We passed another house. And another.
And then we were there: 2644 Old Brook Road.
The abandoned house was a squat one-story place. Once white, the siding was now a dusty gray. A few of the front windows were broken out, shards of glass still clinging to the frames. An old remnant of the driveway remained, partially hidden by the overgrown lawn. Cedar trees hugged the property on the left, blocking out the view of the neighbor down the road. Woods took up the other side of the lot, the ground coated in dead pine needles.
The rain fell harder now, plastering my hair to my face. Water dripped from Sam’s nose.
“Are you sure about this?” he asked.
I took in the sight of the house. “We don’t have much of a choice, do we?” I cut through the grass and darted up the steps to the front porch. The neglected wood creaked beneath me. Under cover of the roof, I took a second to wipe the rain from my face as Sam pushed through the warped front door. He let me take the lead.
We entered into a foyer, its hardwood floors pitted and dusty. Cobwebs hung from the ceiling corners. A torn couch sat in the family room, to the right. I crossed to the back of the house, to the kitchen, where the cupboard doors hung from the cabinet frames like broken wings. An old-fashioned stove butted up against a window that looked out on the cedars. I tried to picture the family that had inhabited this space. Dad at the table, reading a newspaper. Mom at the stove. Two daughters chasing each other through the house.
It was almost as if the memories hung there among the cobwebs, waiting for someone to pick them free. And if I could, could I make them mine again?
We backtracked and followed the hallway to the very end, to a bedroom. A four-poster bed sat in the middle of the room without its mattress. Cobwebs made their own canopy on the frame. I looked in the closet, finding the hanging bar empty, a pile of forgotten things in the back corner. I crouched, dug through the belongings.
A hairbrush. A shoestring. A torn newspaper. A tiny decorative box.
I pulled the box out, flipped the saffron lid open. Inside lay an origami paper crane, a knotted beaded necklace, and a picture, the edges crisp and torn, the photo itself folded into a crescent.

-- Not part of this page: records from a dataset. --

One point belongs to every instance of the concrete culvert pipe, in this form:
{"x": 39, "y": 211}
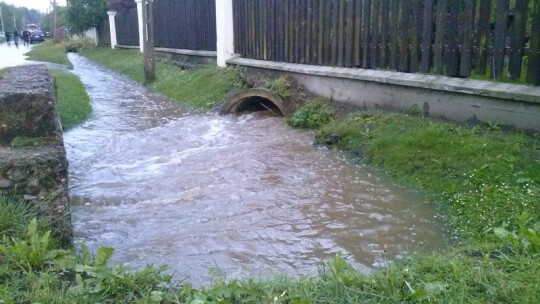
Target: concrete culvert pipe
{"x": 256, "y": 99}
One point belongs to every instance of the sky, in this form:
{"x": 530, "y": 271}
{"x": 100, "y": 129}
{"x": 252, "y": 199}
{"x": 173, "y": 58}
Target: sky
{"x": 40, "y": 5}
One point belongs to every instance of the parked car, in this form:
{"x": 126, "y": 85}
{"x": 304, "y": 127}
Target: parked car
{"x": 36, "y": 36}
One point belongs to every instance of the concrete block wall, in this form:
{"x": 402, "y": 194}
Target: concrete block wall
{"x": 33, "y": 163}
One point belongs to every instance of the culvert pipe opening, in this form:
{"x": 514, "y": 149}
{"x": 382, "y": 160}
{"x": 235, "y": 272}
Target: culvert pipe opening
{"x": 257, "y": 104}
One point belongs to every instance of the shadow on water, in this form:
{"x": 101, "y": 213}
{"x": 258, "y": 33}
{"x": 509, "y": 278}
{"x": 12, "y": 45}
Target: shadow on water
{"x": 163, "y": 184}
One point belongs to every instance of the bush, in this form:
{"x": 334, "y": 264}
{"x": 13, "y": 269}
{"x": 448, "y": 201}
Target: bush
{"x": 312, "y": 115}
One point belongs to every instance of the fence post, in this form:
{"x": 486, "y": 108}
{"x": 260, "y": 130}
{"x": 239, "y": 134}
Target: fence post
{"x": 224, "y": 31}
{"x": 112, "y": 26}
{"x": 141, "y": 24}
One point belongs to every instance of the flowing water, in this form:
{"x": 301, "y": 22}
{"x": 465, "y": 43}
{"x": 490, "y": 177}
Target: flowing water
{"x": 163, "y": 184}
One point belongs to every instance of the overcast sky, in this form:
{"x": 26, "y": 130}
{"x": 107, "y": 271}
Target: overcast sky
{"x": 41, "y": 5}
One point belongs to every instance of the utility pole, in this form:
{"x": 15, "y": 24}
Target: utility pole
{"x": 148, "y": 42}
{"x": 2, "y": 19}
{"x": 53, "y": 30}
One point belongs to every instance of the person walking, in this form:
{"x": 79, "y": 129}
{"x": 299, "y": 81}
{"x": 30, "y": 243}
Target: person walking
{"x": 16, "y": 38}
{"x": 8, "y": 38}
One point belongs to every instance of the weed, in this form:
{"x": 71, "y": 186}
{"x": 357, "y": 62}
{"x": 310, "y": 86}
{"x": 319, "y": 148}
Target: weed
{"x": 312, "y": 114}
{"x": 72, "y": 101}
{"x": 202, "y": 86}
{"x": 50, "y": 52}
{"x": 281, "y": 87}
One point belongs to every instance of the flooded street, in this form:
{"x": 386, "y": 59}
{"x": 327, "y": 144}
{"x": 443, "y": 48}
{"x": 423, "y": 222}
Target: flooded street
{"x": 163, "y": 184}
{"x": 12, "y": 56}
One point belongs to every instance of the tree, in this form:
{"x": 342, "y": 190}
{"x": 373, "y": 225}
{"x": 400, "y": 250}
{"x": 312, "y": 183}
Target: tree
{"x": 82, "y": 15}
{"x": 47, "y": 19}
{"x": 149, "y": 62}
{"x": 121, "y": 5}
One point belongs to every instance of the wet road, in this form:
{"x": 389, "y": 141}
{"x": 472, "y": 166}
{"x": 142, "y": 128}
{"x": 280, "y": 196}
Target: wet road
{"x": 164, "y": 184}
{"x": 12, "y": 56}
{"x": 244, "y": 193}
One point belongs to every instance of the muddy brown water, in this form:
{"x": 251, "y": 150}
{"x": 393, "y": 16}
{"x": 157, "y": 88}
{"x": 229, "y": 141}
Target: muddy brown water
{"x": 245, "y": 193}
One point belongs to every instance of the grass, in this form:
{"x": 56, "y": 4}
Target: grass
{"x": 15, "y": 215}
{"x": 49, "y": 51}
{"x": 481, "y": 177}
{"x": 312, "y": 114}
{"x": 73, "y": 102}
{"x": 486, "y": 183}
{"x": 203, "y": 86}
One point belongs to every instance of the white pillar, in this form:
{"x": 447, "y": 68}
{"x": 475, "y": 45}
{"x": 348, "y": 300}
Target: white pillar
{"x": 96, "y": 37}
{"x": 112, "y": 26}
{"x": 224, "y": 31}
{"x": 141, "y": 25}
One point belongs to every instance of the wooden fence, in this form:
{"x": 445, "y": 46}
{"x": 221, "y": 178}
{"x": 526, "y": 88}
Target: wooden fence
{"x": 178, "y": 24}
{"x": 185, "y": 24}
{"x": 499, "y": 39}
{"x": 127, "y": 27}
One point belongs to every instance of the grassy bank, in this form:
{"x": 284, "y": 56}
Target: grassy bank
{"x": 49, "y": 51}
{"x": 203, "y": 86}
{"x": 72, "y": 101}
{"x": 481, "y": 177}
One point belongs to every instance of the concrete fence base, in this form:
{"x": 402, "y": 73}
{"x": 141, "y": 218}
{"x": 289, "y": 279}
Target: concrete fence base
{"x": 461, "y": 100}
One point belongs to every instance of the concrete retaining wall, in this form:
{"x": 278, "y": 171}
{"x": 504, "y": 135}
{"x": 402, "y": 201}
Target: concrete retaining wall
{"x": 461, "y": 100}
{"x": 33, "y": 163}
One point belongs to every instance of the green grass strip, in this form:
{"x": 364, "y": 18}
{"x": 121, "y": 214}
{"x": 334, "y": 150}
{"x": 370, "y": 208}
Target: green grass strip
{"x": 202, "y": 86}
{"x": 73, "y": 102}
{"x": 49, "y": 51}
{"x": 483, "y": 177}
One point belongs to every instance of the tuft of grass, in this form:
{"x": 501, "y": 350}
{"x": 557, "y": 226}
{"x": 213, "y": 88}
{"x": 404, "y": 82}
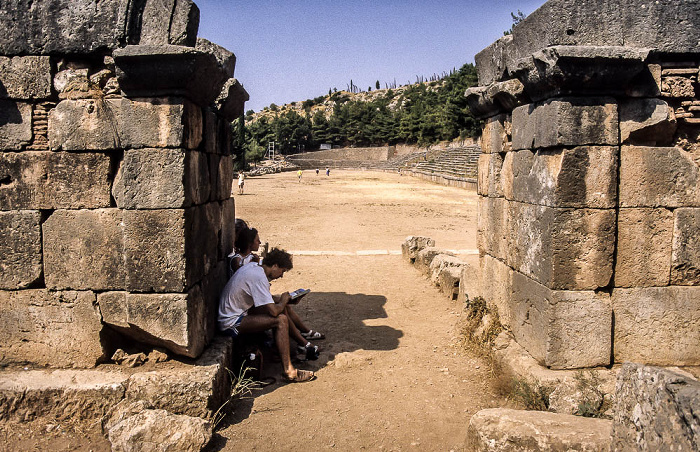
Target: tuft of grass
{"x": 241, "y": 386}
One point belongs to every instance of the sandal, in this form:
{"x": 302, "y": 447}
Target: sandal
{"x": 301, "y": 376}
{"x": 313, "y": 335}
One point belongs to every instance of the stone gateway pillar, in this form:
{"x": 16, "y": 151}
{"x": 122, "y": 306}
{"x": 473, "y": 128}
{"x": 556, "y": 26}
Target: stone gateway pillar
{"x": 589, "y": 207}
{"x": 116, "y": 213}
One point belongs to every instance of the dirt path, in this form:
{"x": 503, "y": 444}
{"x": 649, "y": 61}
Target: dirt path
{"x": 391, "y": 376}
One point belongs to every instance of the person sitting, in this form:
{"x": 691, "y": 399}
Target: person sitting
{"x": 247, "y": 306}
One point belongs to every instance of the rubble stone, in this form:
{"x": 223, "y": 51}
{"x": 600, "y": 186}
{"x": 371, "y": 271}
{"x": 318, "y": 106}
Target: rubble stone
{"x": 20, "y": 249}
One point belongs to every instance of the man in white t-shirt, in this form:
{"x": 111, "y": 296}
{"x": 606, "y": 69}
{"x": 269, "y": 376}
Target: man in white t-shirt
{"x": 247, "y": 306}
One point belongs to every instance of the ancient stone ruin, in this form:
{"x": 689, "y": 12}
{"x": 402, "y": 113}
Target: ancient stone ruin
{"x": 588, "y": 182}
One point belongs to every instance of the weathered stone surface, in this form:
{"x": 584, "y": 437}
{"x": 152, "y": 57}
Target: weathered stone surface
{"x": 572, "y": 121}
{"x": 648, "y": 122}
{"x": 561, "y": 248}
{"x": 15, "y": 124}
{"x": 489, "y": 175}
{"x": 59, "y": 329}
{"x": 84, "y": 249}
{"x": 413, "y": 245}
{"x": 63, "y": 395}
{"x": 562, "y": 329}
{"x": 155, "y": 71}
{"x": 505, "y": 430}
{"x": 159, "y": 430}
{"x": 657, "y": 325}
{"x": 580, "y": 70}
{"x": 685, "y": 257}
{"x": 25, "y": 78}
{"x": 103, "y": 124}
{"x": 20, "y": 249}
{"x": 655, "y": 409}
{"x": 174, "y": 321}
{"x": 644, "y": 238}
{"x": 53, "y": 180}
{"x": 198, "y": 390}
{"x": 495, "y": 136}
{"x": 669, "y": 27}
{"x": 658, "y": 177}
{"x": 584, "y": 176}
{"x": 169, "y": 22}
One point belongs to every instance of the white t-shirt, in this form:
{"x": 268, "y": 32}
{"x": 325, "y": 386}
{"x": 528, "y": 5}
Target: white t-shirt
{"x": 247, "y": 287}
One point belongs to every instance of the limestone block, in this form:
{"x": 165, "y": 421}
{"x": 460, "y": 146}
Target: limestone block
{"x": 494, "y": 136}
{"x": 25, "y": 78}
{"x": 170, "y": 250}
{"x": 15, "y": 125}
{"x": 562, "y": 248}
{"x": 646, "y": 122}
{"x": 585, "y": 176}
{"x": 169, "y": 70}
{"x": 196, "y": 391}
{"x": 489, "y": 175}
{"x": 644, "y": 241}
{"x": 169, "y": 22}
{"x": 493, "y": 226}
{"x": 175, "y": 321}
{"x": 561, "y": 329}
{"x": 53, "y": 180}
{"x": 572, "y": 121}
{"x": 506, "y": 430}
{"x": 103, "y": 124}
{"x": 47, "y": 328}
{"x": 59, "y": 394}
{"x": 497, "y": 286}
{"x": 413, "y": 245}
{"x": 655, "y": 409}
{"x": 685, "y": 257}
{"x": 658, "y": 177}
{"x": 426, "y": 256}
{"x": 657, "y": 325}
{"x": 20, "y": 248}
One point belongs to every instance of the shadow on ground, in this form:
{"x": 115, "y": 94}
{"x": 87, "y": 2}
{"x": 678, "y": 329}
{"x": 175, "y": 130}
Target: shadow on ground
{"x": 343, "y": 318}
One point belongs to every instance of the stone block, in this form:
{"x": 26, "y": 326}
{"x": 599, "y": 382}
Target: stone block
{"x": 104, "y": 124}
{"x": 658, "y": 177}
{"x": 584, "y": 176}
{"x": 15, "y": 125}
{"x": 489, "y": 175}
{"x": 169, "y": 22}
{"x": 508, "y": 430}
{"x": 572, "y": 121}
{"x": 685, "y": 256}
{"x": 648, "y": 122}
{"x": 644, "y": 238}
{"x": 494, "y": 135}
{"x": 655, "y": 409}
{"x": 25, "y": 78}
{"x": 47, "y": 328}
{"x": 413, "y": 245}
{"x": 561, "y": 329}
{"x": 176, "y": 321}
{"x": 84, "y": 249}
{"x": 53, "y": 180}
{"x": 657, "y": 325}
{"x": 20, "y": 249}
{"x": 561, "y": 248}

In my hands it felt brittle with age, and when I straightened it out, a corner fell away, fluttering to the floor. I sat back on my butt, in line with the light coming through the window, so I could better see the image.
A breath danced in the hollow of my throat. The girl in the picture was me.
A ten-year-old version of me. My hair was tied back in a high ponytail, but a few loose strands hung in front, hiding my hazel eyes. Dani stood behind me. She must have been fifteen or sixteen, and where my hair was fair, hers hovered between dark brown and auburn. We didn’t look alike, not in the way you would expect sisters to. But we shared the same smattering of freckles, the same narrow nose.
I held the picture tightly in my hands, feeling something stir. A memory, a wish, an emotion, I couldn’t tell. But what I did know was that it was a connection. “She was really beautiful.”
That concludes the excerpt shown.